The shape of the heating resistor 21 is not limited to that shown in the figure, and can be changed as appropriate depending on the heating characteristics required for the heater 1, for example.

The two conductive parts 221, 222 electrically connect the heating resistor 21 to the two electrodes 231, 232. Specifically, the conductive part 221 electrically connects the extension part 2111 of the heating resistor 21 to the electrode 231, and the conductive part 222 electrically connects the extension part 2112 of the heating resistor 21 to the electrode 232.
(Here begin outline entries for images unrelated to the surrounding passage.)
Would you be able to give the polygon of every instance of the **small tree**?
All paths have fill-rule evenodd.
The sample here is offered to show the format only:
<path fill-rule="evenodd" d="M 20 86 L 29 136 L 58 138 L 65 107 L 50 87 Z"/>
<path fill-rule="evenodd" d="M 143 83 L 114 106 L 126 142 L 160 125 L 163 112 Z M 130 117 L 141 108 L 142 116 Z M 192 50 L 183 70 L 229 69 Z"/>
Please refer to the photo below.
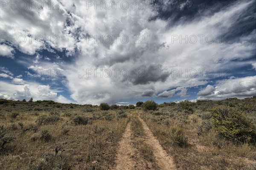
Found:
<path fill-rule="evenodd" d="M 246 116 L 230 107 L 211 110 L 212 123 L 223 136 L 243 142 L 256 142 L 256 128 Z"/>
<path fill-rule="evenodd" d="M 29 99 L 29 102 L 33 102 L 33 98 L 32 97 L 31 97 L 30 98 L 30 99 Z"/>
<path fill-rule="evenodd" d="M 99 105 L 99 107 L 102 110 L 108 110 L 110 108 L 109 105 L 106 103 L 101 103 Z"/>
<path fill-rule="evenodd" d="M 157 108 L 157 104 L 154 100 L 147 100 L 143 104 L 142 107 L 145 110 L 155 110 Z"/>
<path fill-rule="evenodd" d="M 141 107 L 143 105 L 143 102 L 138 102 L 136 103 L 136 107 Z"/>

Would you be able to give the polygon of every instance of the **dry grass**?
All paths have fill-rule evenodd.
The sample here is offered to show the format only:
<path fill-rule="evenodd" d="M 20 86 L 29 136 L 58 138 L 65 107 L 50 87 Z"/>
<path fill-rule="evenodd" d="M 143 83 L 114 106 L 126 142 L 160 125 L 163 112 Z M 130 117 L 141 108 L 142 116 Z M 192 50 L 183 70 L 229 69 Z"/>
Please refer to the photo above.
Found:
<path fill-rule="evenodd" d="M 255 98 L 253 99 L 250 104 L 255 108 Z M 209 105 L 210 108 L 216 104 Z M 178 169 L 255 169 L 255 144 L 235 143 L 220 136 L 212 128 L 204 105 L 192 106 L 193 113 L 184 112 L 180 106 L 174 104 L 160 107 L 157 111 L 140 113 L 154 136 L 173 156 Z M 254 109 L 246 113 L 255 125 Z M 177 141 L 177 138 L 173 137 L 174 127 L 183 132 L 183 137 L 188 141 L 186 147 L 175 144 Z"/>
<path fill-rule="evenodd" d="M 120 116 L 125 111 L 90 106 L 17 102 L 0 106 L 0 125 L 15 137 L 0 150 L 4 170 L 111 168 L 128 120 Z M 78 117 L 86 123 L 78 123 Z"/>
<path fill-rule="evenodd" d="M 99 107 L 50 102 L 0 99 L 0 169 L 102 170 L 115 167 L 116 150 L 128 121 L 133 146 L 144 167 L 157 169 L 137 113 L 146 123 L 178 170 L 256 169 L 255 143 L 236 143 L 220 135 L 209 109 L 228 106 L 256 124 L 256 98 L 182 104 L 158 110 Z M 121 108 L 122 108 L 122 110 Z"/>

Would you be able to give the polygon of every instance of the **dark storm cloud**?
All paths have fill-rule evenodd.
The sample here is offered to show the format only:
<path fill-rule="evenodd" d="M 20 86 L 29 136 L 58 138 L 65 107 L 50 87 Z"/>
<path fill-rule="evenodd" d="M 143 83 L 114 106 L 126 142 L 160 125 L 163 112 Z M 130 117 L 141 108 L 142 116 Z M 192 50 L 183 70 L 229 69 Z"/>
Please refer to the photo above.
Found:
<path fill-rule="evenodd" d="M 156 91 L 154 90 L 146 90 L 143 92 L 142 94 L 141 94 L 141 96 L 143 97 L 151 97 L 155 94 L 155 93 L 156 93 Z"/>
<path fill-rule="evenodd" d="M 143 66 L 137 70 L 140 69 L 143 71 L 142 71 L 143 74 L 137 76 L 136 78 L 133 77 L 131 75 L 129 77 L 131 79 L 130 81 L 134 85 L 146 84 L 150 82 L 158 81 L 164 82 L 170 74 L 169 72 L 165 71 L 160 64 L 151 65 L 147 67 Z"/>

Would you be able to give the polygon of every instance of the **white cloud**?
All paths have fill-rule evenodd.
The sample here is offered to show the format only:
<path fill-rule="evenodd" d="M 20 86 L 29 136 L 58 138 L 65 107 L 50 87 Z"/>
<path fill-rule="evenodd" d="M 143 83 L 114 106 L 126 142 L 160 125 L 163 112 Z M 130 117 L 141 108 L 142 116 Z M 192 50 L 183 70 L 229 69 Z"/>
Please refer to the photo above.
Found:
<path fill-rule="evenodd" d="M 3 78 L 10 78 L 10 76 L 6 74 L 5 73 L 2 73 L 0 74 L 0 77 Z"/>
<path fill-rule="evenodd" d="M 254 62 L 252 63 L 252 66 L 253 66 L 253 68 L 254 70 L 256 70 L 256 62 Z"/>
<path fill-rule="evenodd" d="M 62 103 L 74 102 L 61 95 L 58 95 L 58 91 L 51 89 L 49 85 L 26 82 L 23 84 L 14 84 L 1 81 L 0 89 L 0 98 L 6 99 L 20 100 L 25 99 L 27 100 L 33 97 L 34 101 L 52 100 Z"/>
<path fill-rule="evenodd" d="M 12 79 L 12 82 L 15 84 L 18 84 L 20 85 L 23 84 L 24 83 L 24 80 L 22 79 L 19 79 L 18 78 L 15 78 Z"/>
<path fill-rule="evenodd" d="M 14 59 L 13 53 L 14 49 L 5 44 L 0 44 L 0 55 Z"/>
<path fill-rule="evenodd" d="M 198 100 L 222 99 L 230 97 L 244 98 L 256 96 L 256 76 L 217 81 L 216 88 L 208 85 L 198 94 Z"/>
<path fill-rule="evenodd" d="M 174 1 L 165 1 L 164 3 L 167 6 Z M 133 2 L 128 2 L 129 6 L 133 7 Z M 33 41 L 31 44 L 27 41 L 13 45 L 23 53 L 36 54 L 33 63 L 29 68 L 41 69 L 45 73 L 49 69 L 59 70 L 58 75 L 65 76 L 61 80 L 63 84 L 71 93 L 72 99 L 80 104 L 117 102 L 134 97 L 153 96 L 159 93 L 159 97 L 172 97 L 175 95 L 185 97 L 187 88 L 207 84 L 218 73 L 215 73 L 214 77 L 209 77 L 204 72 L 202 77 L 194 78 L 184 74 L 181 76 L 179 74 L 172 75 L 172 69 L 179 71 L 186 69 L 203 68 L 205 71 L 211 69 L 215 71 L 220 69 L 236 69 L 248 63 L 242 61 L 238 65 L 234 60 L 249 59 L 255 54 L 255 30 L 252 32 L 251 36 L 242 35 L 230 44 L 220 43 L 218 38 L 219 35 L 229 32 L 253 1 L 233 3 L 230 10 L 221 10 L 211 15 L 204 14 L 205 11 L 201 11 L 200 17 L 171 26 L 169 25 L 172 21 L 156 17 L 158 14 L 150 1 L 145 2 L 143 10 L 134 10 L 133 8 L 101 10 L 95 10 L 93 7 L 84 10 L 86 1 L 82 0 L 61 1 L 59 10 L 33 8 L 26 11 L 27 14 L 21 10 L 14 11 L 5 9 L 0 17 L 1 31 L 4 34 L 13 36 L 23 34 L 27 38 L 29 34 L 42 35 L 45 39 L 50 35 L 52 41 L 54 40 L 52 36 L 57 35 L 58 44 L 51 43 L 49 45 L 47 42 L 40 44 Z M 191 1 L 188 0 L 180 6 L 180 9 L 190 5 Z M 27 15 L 29 17 L 27 18 Z M 156 19 L 151 20 L 152 17 Z M 27 26 L 31 26 L 29 29 Z M 116 43 L 113 42 L 113 39 L 109 44 L 99 41 L 95 43 L 94 40 L 88 42 L 85 37 L 87 34 L 97 37 L 107 34 L 127 35 L 129 41 L 126 44 L 122 43 L 119 37 Z M 134 35 L 143 36 L 144 43 L 139 43 L 140 39 L 137 37 L 134 43 Z M 180 35 L 184 37 L 187 35 L 189 37 L 195 35 L 198 40 L 195 44 L 186 43 L 185 41 L 180 43 L 179 40 L 173 43 L 172 36 L 174 35 L 177 35 L 179 38 Z M 199 35 L 204 36 L 201 43 Z M 209 35 L 215 37 L 214 43 L 206 41 L 206 36 Z M 73 62 L 67 63 L 50 62 L 53 59 L 50 60 L 49 56 L 41 60 L 42 57 L 37 51 L 45 48 L 50 50 L 50 47 L 60 51 L 65 49 L 67 54 L 71 56 L 77 49 L 77 56 L 74 57 Z M 62 59 L 57 54 L 55 56 Z M 255 65 L 252 65 L 255 68 Z M 101 78 L 98 74 L 95 77 L 93 74 L 86 78 L 87 69 L 92 69 L 94 71 L 94 69 L 99 71 L 102 68 L 112 70 L 112 76 Z M 119 72 L 116 77 L 113 69 L 127 69 L 129 76 L 124 78 Z M 134 75 L 132 71 L 135 70 Z M 138 77 L 142 73 L 140 70 L 144 77 Z M 36 87 L 32 91 L 38 92 L 38 94 L 34 94 L 40 97 L 40 94 L 44 94 L 44 97 L 57 99 L 57 92 L 50 87 L 42 86 L 39 89 L 39 85 L 30 87 Z M 179 88 L 168 91 L 177 87 Z M 217 90 L 213 91 L 212 87 L 207 86 L 199 94 L 215 96 L 219 92 Z"/>

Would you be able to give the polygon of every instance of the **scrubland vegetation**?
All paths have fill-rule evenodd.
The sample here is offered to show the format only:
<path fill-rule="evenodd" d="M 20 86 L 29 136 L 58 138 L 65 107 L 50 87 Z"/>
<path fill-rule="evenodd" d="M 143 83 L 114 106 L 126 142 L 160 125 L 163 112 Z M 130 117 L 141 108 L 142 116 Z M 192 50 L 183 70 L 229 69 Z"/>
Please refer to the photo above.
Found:
<path fill-rule="evenodd" d="M 139 116 L 178 170 L 256 169 L 255 97 L 136 107 L 0 99 L 0 169 L 114 169 L 130 122 L 145 168 L 159 169 Z"/>
<path fill-rule="evenodd" d="M 178 169 L 256 169 L 255 97 L 165 103 L 140 114 Z"/>

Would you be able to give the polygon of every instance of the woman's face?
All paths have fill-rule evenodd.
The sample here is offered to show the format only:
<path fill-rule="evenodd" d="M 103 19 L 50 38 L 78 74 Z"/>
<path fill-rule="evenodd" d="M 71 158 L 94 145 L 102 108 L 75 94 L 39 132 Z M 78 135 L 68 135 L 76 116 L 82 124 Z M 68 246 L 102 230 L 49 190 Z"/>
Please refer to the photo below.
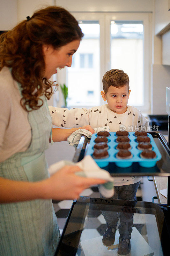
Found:
<path fill-rule="evenodd" d="M 80 40 L 75 40 L 59 49 L 55 50 L 50 45 L 42 45 L 42 51 L 45 62 L 44 77 L 49 79 L 52 75 L 57 73 L 56 68 L 63 68 L 71 65 L 72 56 L 80 44 Z"/>

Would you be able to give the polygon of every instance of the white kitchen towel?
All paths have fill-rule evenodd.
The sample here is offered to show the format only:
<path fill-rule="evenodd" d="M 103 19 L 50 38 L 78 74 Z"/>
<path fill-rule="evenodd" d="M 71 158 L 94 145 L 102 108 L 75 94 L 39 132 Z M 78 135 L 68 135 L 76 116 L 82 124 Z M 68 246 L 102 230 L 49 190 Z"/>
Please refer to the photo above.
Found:
<path fill-rule="evenodd" d="M 114 178 L 108 172 L 100 168 L 91 156 L 85 156 L 82 160 L 77 163 L 71 161 L 62 160 L 54 164 L 50 165 L 48 168 L 50 175 L 53 174 L 65 165 L 76 165 L 79 166 L 82 171 L 76 172 L 75 174 L 77 175 L 106 180 L 107 181 L 106 183 L 99 186 L 100 192 L 106 198 L 111 197 L 114 195 Z M 113 183 L 113 186 L 110 186 L 111 182 Z"/>
<path fill-rule="evenodd" d="M 107 132 L 110 132 L 108 126 L 104 126 L 102 127 L 98 127 L 97 128 L 94 128 L 93 129 L 95 132 L 98 132 L 100 131 L 107 131 Z M 85 135 L 87 138 L 90 139 L 92 137 L 92 134 L 89 131 L 86 130 L 85 129 L 79 129 L 76 131 L 71 133 L 68 137 L 67 140 L 69 144 L 71 146 L 74 146 L 75 147 L 77 147 L 79 141 L 82 135 Z"/>

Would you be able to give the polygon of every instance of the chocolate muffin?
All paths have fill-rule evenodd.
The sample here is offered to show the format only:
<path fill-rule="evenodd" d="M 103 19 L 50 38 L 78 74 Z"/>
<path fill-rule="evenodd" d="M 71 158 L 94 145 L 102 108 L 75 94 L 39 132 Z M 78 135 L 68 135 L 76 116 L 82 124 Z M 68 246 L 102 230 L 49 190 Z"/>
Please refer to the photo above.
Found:
<path fill-rule="evenodd" d="M 137 141 L 140 143 L 141 142 L 150 142 L 151 139 L 146 136 L 138 136 L 137 138 Z"/>
<path fill-rule="evenodd" d="M 129 132 L 126 131 L 118 131 L 116 132 L 117 136 L 128 136 Z"/>
<path fill-rule="evenodd" d="M 108 137 L 110 135 L 110 132 L 107 131 L 100 131 L 97 133 L 98 136 L 104 136 L 105 137 Z"/>
<path fill-rule="evenodd" d="M 139 150 L 152 150 L 152 146 L 150 143 L 141 142 L 139 143 L 137 148 Z"/>
<path fill-rule="evenodd" d="M 93 152 L 93 156 L 96 159 L 106 158 L 109 156 L 107 150 L 95 150 Z"/>
<path fill-rule="evenodd" d="M 104 142 L 97 143 L 94 145 L 93 148 L 95 150 L 104 149 L 107 150 L 109 148 L 107 143 L 105 143 Z"/>
<path fill-rule="evenodd" d="M 129 159 L 131 158 L 132 156 L 133 155 L 130 151 L 123 149 L 119 150 L 116 155 L 117 158 L 121 159 Z"/>
<path fill-rule="evenodd" d="M 138 136 L 147 136 L 148 134 L 146 132 L 143 131 L 137 131 L 135 132 L 135 135 L 137 137 Z"/>
<path fill-rule="evenodd" d="M 94 140 L 94 141 L 96 143 L 99 143 L 100 142 L 105 142 L 107 143 L 108 142 L 108 140 L 106 137 L 101 136 L 97 137 Z"/>
<path fill-rule="evenodd" d="M 127 136 L 120 136 L 116 139 L 116 142 L 119 143 L 120 142 L 129 142 L 130 139 Z"/>
<path fill-rule="evenodd" d="M 141 157 L 142 158 L 153 158 L 156 157 L 156 153 L 154 151 L 151 150 L 144 150 L 140 154 Z"/>
<path fill-rule="evenodd" d="M 121 142 L 119 143 L 116 147 L 117 149 L 129 149 L 131 148 L 130 143 L 129 142 Z"/>

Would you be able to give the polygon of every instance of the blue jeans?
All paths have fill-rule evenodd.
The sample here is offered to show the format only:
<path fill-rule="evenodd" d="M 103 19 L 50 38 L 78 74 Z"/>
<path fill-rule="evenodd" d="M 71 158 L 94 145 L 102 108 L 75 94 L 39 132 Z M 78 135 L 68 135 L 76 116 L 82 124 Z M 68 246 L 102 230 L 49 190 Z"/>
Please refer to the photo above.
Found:
<path fill-rule="evenodd" d="M 115 187 L 115 194 L 111 198 L 133 201 L 132 202 L 132 206 L 134 207 L 136 203 L 135 202 L 136 201 L 136 194 L 140 183 L 139 181 L 129 185 L 116 186 Z M 101 194 L 100 197 L 103 198 Z M 129 206 L 131 207 L 130 204 Z M 102 214 L 106 222 L 115 226 L 117 226 L 119 215 L 120 224 L 119 226 L 119 232 L 120 234 L 130 235 L 132 231 L 132 227 L 133 222 L 134 212 L 126 212 L 123 206 L 122 210 L 122 212 L 120 212 L 119 214 L 116 212 L 106 211 L 102 211 Z"/>

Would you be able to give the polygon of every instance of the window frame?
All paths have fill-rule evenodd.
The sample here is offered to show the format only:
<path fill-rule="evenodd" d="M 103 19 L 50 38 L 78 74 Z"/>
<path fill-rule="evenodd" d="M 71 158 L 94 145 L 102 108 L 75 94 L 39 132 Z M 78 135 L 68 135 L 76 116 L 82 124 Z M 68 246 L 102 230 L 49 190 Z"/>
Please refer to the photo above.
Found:
<path fill-rule="evenodd" d="M 151 67 L 152 64 L 152 14 L 151 12 L 71 12 L 78 20 L 98 20 L 100 25 L 100 90 L 103 91 L 102 79 L 106 72 L 110 69 L 110 22 L 111 20 L 142 21 L 144 25 L 144 99 L 143 106 L 135 105 L 135 107 L 143 112 L 149 113 L 151 108 Z M 110 47 L 108 47 L 108 45 Z M 95 65 L 93 63 L 93 65 Z M 67 83 L 67 72 L 64 68 L 60 75 L 60 71 L 58 78 L 59 83 Z M 100 97 L 100 105 L 106 104 Z M 70 108 L 90 108 L 94 106 L 70 106 Z"/>

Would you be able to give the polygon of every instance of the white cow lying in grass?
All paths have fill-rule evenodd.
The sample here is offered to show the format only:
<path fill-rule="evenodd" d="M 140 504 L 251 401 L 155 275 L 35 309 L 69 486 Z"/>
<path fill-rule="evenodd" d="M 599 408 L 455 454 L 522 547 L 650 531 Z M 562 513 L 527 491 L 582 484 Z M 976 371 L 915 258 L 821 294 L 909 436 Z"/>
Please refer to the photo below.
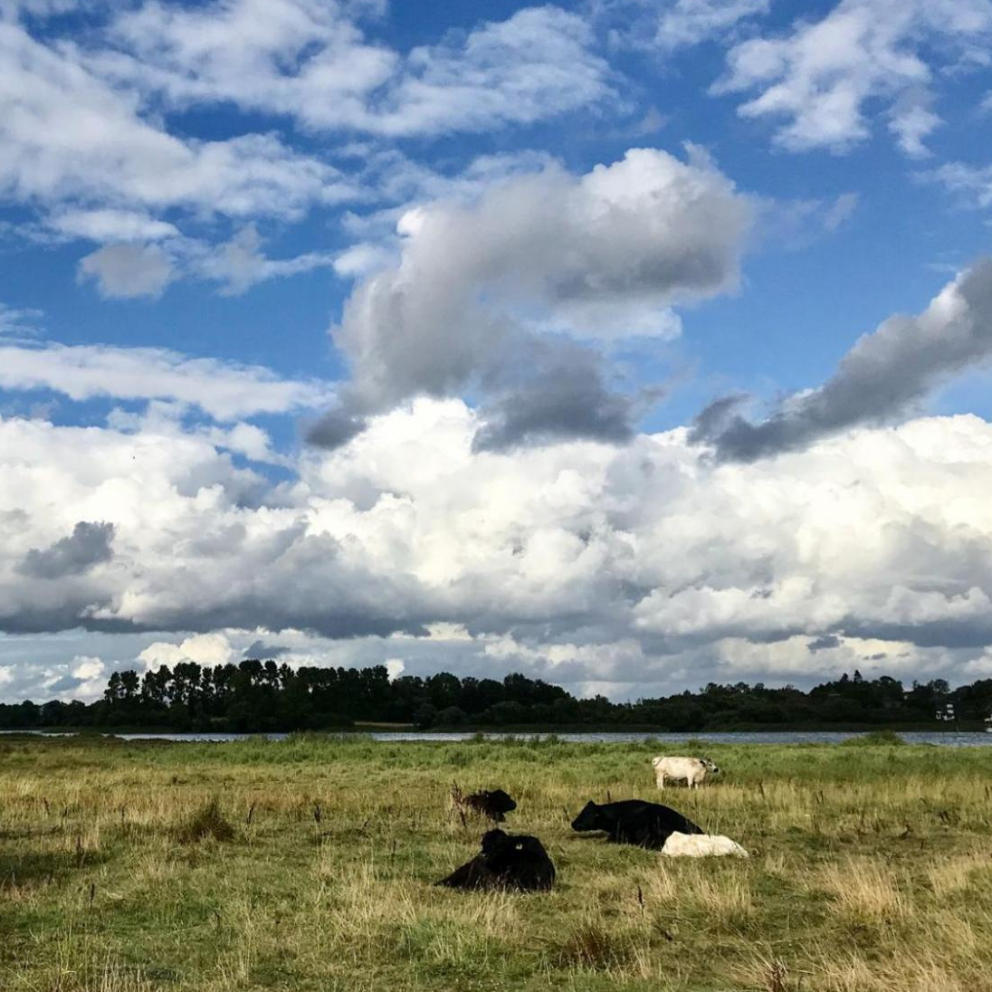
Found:
<path fill-rule="evenodd" d="M 662 853 L 670 858 L 750 857 L 740 844 L 729 837 L 717 833 L 680 833 L 678 830 L 669 834 Z"/>
<path fill-rule="evenodd" d="M 720 770 L 708 758 L 665 758 L 659 755 L 651 759 L 655 767 L 655 780 L 659 789 L 665 788 L 665 780 L 684 781 L 689 789 L 695 789 L 705 782 L 707 775 L 716 775 Z"/>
The conductive parts 221, 222 are formed, for example, using the same material as the heating resistor 21. The conductive parts 221, 222 have a lower resistance per unit length by making the cross-sectional area larger than that of the heating resistor 21, or by making the content of the material forming the base 10 less than that of the heating resistor 21. The conductive parts 221, 222 may be tungsten wires, or may be made mainly of tungsten carbide, an inorganic conductor, to which silicon nitride is added so that the content is 15% by mass or more. As the content of silicon nitride increases, the thermal expansion coefficient of the conductive parts 221, 222 can be made closer to the thermal expansion coefficient of silicon nitride constituting the base 10. When the content of silicon nitride is 40% by mass or less, the resistance value of the conductive parts 221, 222 becomes lower and stable. Therefore, the content of silicon nitride may be 15 to 40% by mass.

The two electrodes 231, 232 are electrically connected to the two extensions 2111, 2112 of the heating resistor 21. Specifically, the electrode 231 is electrically connected to the extension 2111 via the conductive portion 221, and the electrode 232 is electrically connected to the extension 2112 via the conductive portion 222. The two electrodes 231, 232 are positioned side by side on one side of the base 10. The electrodes 231, 232 are connected to the terminal portion 30, so that the unit 20 is electrically connected to an external power source. The electrodes 231, 232 are made of, for example, molybdenum or tungsten. The electrodes 231, 232 may also be made of molybdenum or tungsten plated with nickel. The positions of the electrodes 231, 232 are not limited to those shown in FIG. 1 and FIG. 2. Other specific examples of the positions of the electrodes 231, 232 will be described later.

The terminal portion 30 electrically connects the heating resistor 21 to an external power source. Two terminal portions 30 are connected to one heating resistor 21. One of the two terminal portions 30 is connected to the heating resistor 21 via an electrode 231 and a conductive portion 221, and the other is connected to the heating resistor 21 via an electrode 232 and a conductive portion 222. One of the two terminal portions 30 is connected to an external power source, and the other is connected to ground. Among the multiple terminal portions 30, the terminal portions 30 connected to the external power source are connected to each other in series. Furthermore, the multiple terminal portions 30 connected to ground are individually connected to ground.

The terminal portion 30 is a wire material containing a metal material such as nickel, iron, or a nickel-based heat-resistant alloy. The cross section of the terminal portion 30 may be, for example, circular, elliptical, or rectangular. The outer diameter of the terminal portion 30 may be, for example, 0.5 to 2.0 mm. The pull-out direction of the terminal portion 30 is not limited to the shape shown in the figure and can be changed as appropriate.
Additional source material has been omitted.